Way back in May, after I finished my semester abroad in northern Tanzania, I flew to Zanzibar with several of my classmates. Though it was monsoon season there, and it rained for a good part of every day, the water was as clear, blue, and warm as ever. We spent most of each day walking up and down the beach, wading in the water, and exploring the nearby towns of Jambiani and Paje (here’s a map of the island for reference).

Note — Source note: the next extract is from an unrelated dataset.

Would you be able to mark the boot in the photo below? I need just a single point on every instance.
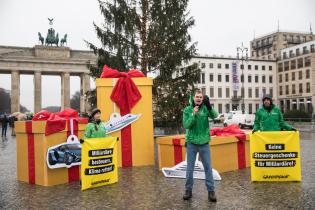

Our adventures were spur-of-the-moment. One morning, we went on a “dolphin snorkeling tour” at the southern end of the island, in a town called Kizimkazi. We got in a boat with two guides, both named Ali, and headed out to the favorite spot of a local pod of dolphins. One of the Alis would shout, “Jump now! Jump now!” and we would all be leaping into the water, trying to get our masks on, and frantically looking around for the dolphins. Then we would get back into the boat and try to catch them again.
I certainly questioned whether what we were doing was fair to the dolphins, but they really didn’t seem to mind us either way. One came up for air just feet in front of me; it was absolutely incredible.
There are no pictures from the dolphin snorkeling tour because my lens was continually fogged up while we were out on the water. Overall, as well, I took few photos in Zanzibar. This was in part having to do with the feeling of being a white woman in a poor country with an expensive camera, and in part having to do with the act of photographing events feeling somehow like “work.” So, most days, I took the vacation as an opportunity to leave the camera at home and just enjoy the experience.
One day, I rented a bike from the hotel, which was brought over from the next town by a teenage boy. The bike was far too tall from me, and the seat was slanted back at a steep angle. It was obscenely difficult to ride. But it didn’t stop me from making the trip to Jozani Forest Reserve at the heart of the island, with my camera all wrapped up to prevent water damage (of course, it was raining almost the whole time).
I paid a guide 10,000 TSH (about 5 USD at the time) to guide me around the reserve and educate me about the indigenous Red Colobus Monkeys (see my previous post for a photo) while we traipsed beneath the trees with eyes and ears open. We also visited a mangrove forest, which at high tide is several feet deep with water even though it is several miles from the ocean.
When the days spent on the beach grew long, the five of us shared a taxi to Stone Town, where I spent the last few days of my vacation, exploring history, architecture, and the famously white-washed and wending passages through beautiful Stone Town. But that’s a story for another time.